The reason he wants his kidney back is simple: he was already supposed to donate one to his niece who will die if she doesn’t receive one within a couple of months. Apparently somebody else also needed a kidney and found a perfect match in Deacon, thus claiming the kidney before he could donate it.
Do you need any more plot? Of course you do!
To give Pound of Flesh some extra padding the niece turns out to be Deacon’s daughter. Apparently he has knocked up his brother’s wife a long time a go, something which still does not sit well with the pretty religious George (John Ralston). This element generates tension between the two brothers who together try to locate the missing kidney with the aid of a local and former criminal Kung (Aki Aleong).
Pound of Flesh, which is the first time a Jean-Claude van Damme movie has a title that refers to Shakespeare, is a movie that contains both the best and the worst you can find in a Van Damme movie. This is a well acted, simple plotted entertaining action movie with some nice fight scenes. On the other hand this also is a movie with not that many fight scenes, pacing issues and some of the worst green screen effects I’ve ever witnessed.
Unlike Steven Seagal, Jean-Claude van Damme always gives it his best and his performance here is pretty damn good actually. From the opening scenes where he finds out what happened to him to the somewhat tragic ending: his performance was convincing. The simple plot keeps things up and running nicely, though it’s very unlikely someone would be in that good shape mere hours after having his kidney removed. I once had my appendix removed and I had trouble walking the first two days. There are some nice intense fight scenes which, aside from Van Damme doing a split while being dragged by a car and beating people up with a Bible, are pretty generic.

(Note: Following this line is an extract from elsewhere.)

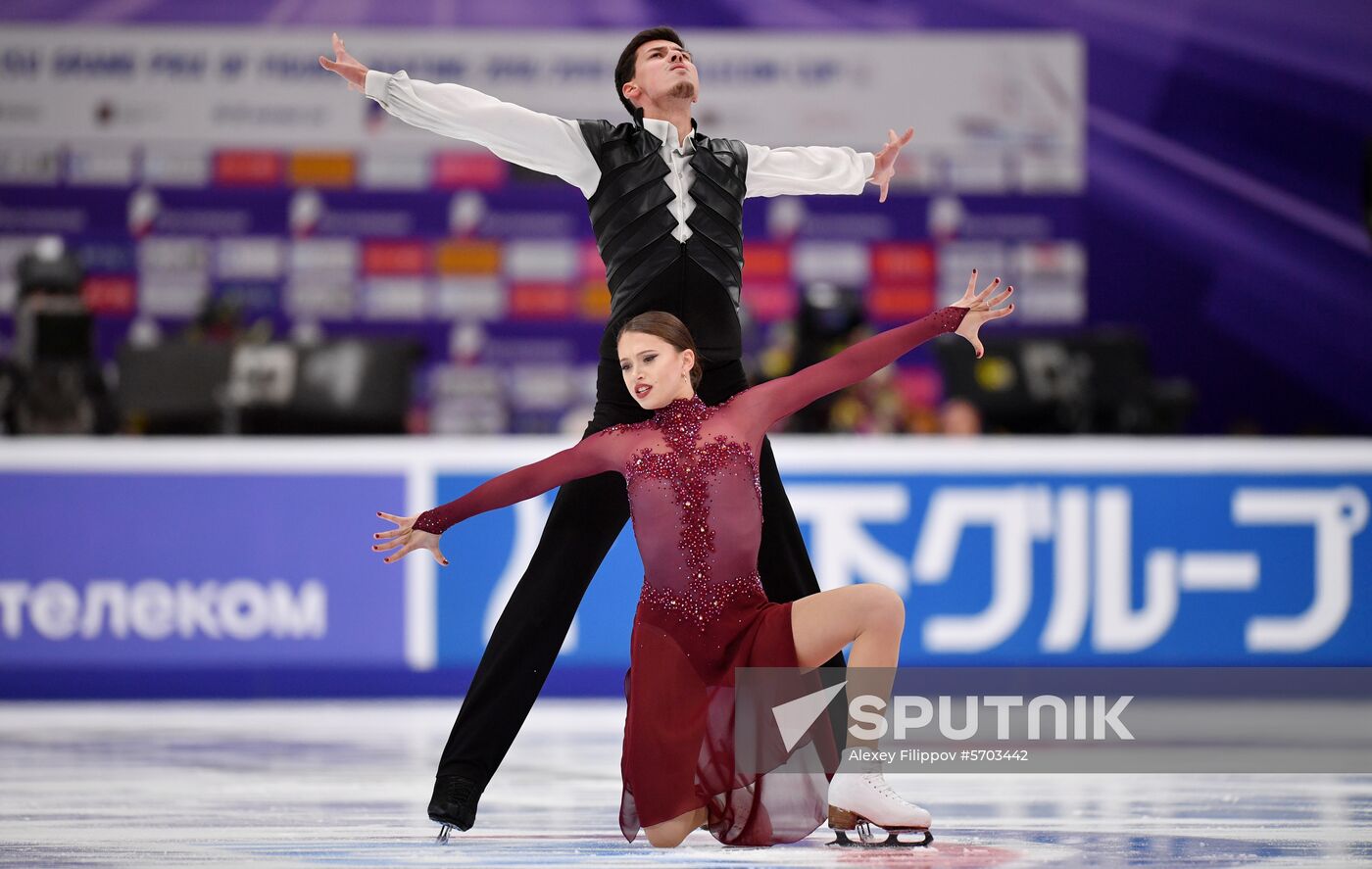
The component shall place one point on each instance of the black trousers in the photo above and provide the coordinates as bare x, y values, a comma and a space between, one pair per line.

Here’s something I have a hard time understanding. 25 years ago Van Damme made all of these low budget movies for companies like Cannon. Movies that were made for under a million dollars. If you needed a scene taking place inside a house or a bar, you would just use a set and shoot the scene. It’s as simple as that, or was apparently. Pound of Flesh features multiple scenes obviously filmed in front of green screen. Obvious because the lighting of the characters doesn’t always match the lighting of the backgrounds, but also because the masking has been done sloppy creating a blur between the characters and the superimposed backgrounds. It’s not just one scene: there are multiple scenes where they are driving in a car with fake backgrounds, they’re walking through a club which is created with CGI and at one point somebody is walking into a mansion and the background is clearly fake. This really had me questioning as to why this needed to be done with the computer. I can only guess that in post-production they felt scenes were missing parts and they had to shoot something extra, but the location wasn’t available any more, so they used a green screen and lifted backgrounds from material shot on location.
If they had just left out the whole “you boned my wife” element out of the story, made the fight scenes more memorable and had some better green screen work Pound of Flesh could have been a really good action movie. Now it’s just a generic Van Damme DTV-action movie: watchable, but not memorable.